An executive at mining giant, Debswana, has rebuffed suggestions for the company to benchmark on Anglo American share incentive plan, which is intended to empower employees.
De Beers and Botswana own Debswana. The latter, has come up with a Share Incentive Plan (SIP) through which employees are able to buy ordinary shares. In its recent announcement, Anglo explained that this is done through monthly deductions from salaries, and are allocated an equivalent number of free ordinary shares (“matching shares”). “Both the purchased shares and the matching shares are held in the SIP Trust. The matching shares are acquired by the SIP Trust and allocated to the relevant employees.

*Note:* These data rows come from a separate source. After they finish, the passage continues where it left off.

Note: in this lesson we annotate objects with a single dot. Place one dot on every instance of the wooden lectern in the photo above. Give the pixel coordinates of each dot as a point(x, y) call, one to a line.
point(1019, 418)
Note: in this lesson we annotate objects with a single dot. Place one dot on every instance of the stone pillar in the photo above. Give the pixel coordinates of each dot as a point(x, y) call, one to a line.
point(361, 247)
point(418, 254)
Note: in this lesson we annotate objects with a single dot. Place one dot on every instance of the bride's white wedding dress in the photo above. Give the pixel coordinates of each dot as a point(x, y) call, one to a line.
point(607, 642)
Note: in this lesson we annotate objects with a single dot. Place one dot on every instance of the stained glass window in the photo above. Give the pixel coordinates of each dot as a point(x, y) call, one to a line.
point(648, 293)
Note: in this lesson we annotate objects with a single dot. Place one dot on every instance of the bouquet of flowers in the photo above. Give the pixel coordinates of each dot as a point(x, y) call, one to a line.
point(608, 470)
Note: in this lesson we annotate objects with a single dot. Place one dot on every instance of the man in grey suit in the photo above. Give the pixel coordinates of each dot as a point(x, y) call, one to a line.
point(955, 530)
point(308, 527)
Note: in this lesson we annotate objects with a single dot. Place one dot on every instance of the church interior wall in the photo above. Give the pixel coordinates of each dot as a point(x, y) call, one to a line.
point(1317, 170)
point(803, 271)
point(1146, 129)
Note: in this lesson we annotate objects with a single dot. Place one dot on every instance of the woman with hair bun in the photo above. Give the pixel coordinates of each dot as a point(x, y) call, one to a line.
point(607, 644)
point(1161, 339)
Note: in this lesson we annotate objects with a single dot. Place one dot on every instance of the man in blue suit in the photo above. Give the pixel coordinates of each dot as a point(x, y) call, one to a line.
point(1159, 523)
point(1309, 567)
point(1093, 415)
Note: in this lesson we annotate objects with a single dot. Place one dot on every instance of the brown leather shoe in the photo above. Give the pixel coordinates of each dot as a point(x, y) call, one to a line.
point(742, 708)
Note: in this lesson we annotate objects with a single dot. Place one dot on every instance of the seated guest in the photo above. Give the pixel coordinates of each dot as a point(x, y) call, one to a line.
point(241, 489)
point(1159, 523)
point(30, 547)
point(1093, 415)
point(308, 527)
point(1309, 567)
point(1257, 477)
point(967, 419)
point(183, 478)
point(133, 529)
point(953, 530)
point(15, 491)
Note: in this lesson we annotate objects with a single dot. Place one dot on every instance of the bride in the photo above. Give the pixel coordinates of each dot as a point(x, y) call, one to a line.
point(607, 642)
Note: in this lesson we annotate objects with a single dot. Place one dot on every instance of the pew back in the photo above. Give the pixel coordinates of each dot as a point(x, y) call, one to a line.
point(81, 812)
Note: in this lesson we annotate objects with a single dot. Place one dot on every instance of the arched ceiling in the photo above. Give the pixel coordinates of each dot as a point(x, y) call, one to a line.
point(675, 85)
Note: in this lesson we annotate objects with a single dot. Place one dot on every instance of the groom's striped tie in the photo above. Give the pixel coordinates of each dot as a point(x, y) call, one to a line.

During the short period of time between acquisition and allocation, the executive directors of the Company are deemed to be interested in those shares,” reads the statement. Debswana is nowhere near adopting the same exercise as Anglo. In an interview with BG Business about the initiative, Debswana Head of Human Resources, Nthoi Mosetlhe said that SIPs usually apply to listed companies. Mosetlhe emphasised that at Debswana they have their own way of rewarding employees. We do have bonus plans, which employees go in, she said. Among these are, the Quarterly bonus plan; Shot term incentive plan which pays once in a year usually around February/March and a Long term incentive plan which pays every three years. But there is also the common 13th cheque, she said, which is provided when the company has performed well.
She added that before the company calculates bonuses, it engages the employees together with the Union representatives. The shareholders and employees of the mining giant Debswana have this year something to smile about as the company declared a fat balance sheet in its recent financials for the year 2014. The company headed by Balisi Bonyongo who took over from Jim Gowans early this year, has seen its profit revenues rise from P21.2 million in 2013 to P26.7million in 2014. Mosetlhe said it is at a time like this when the company rewards its employees. The employees should indeed have something to look forward to this year. We have performed very well. Meanwhile, Anglo in November revealed transactions that took place in relation to the SIP, in which 1. 2,299 shares were allocated to employee participants as matching shares.
Five of the company executive directors or persons discharging managerial responsibility (PDMR) of the Company each acquired the undernoted ordinary shares at a price of £13.355 and were allocated an equal number of matching shares. This also includes Anglo American Chief Executive Officer Mark Cutifani and the De Beers Group Chief Executive, Phillipe Millier.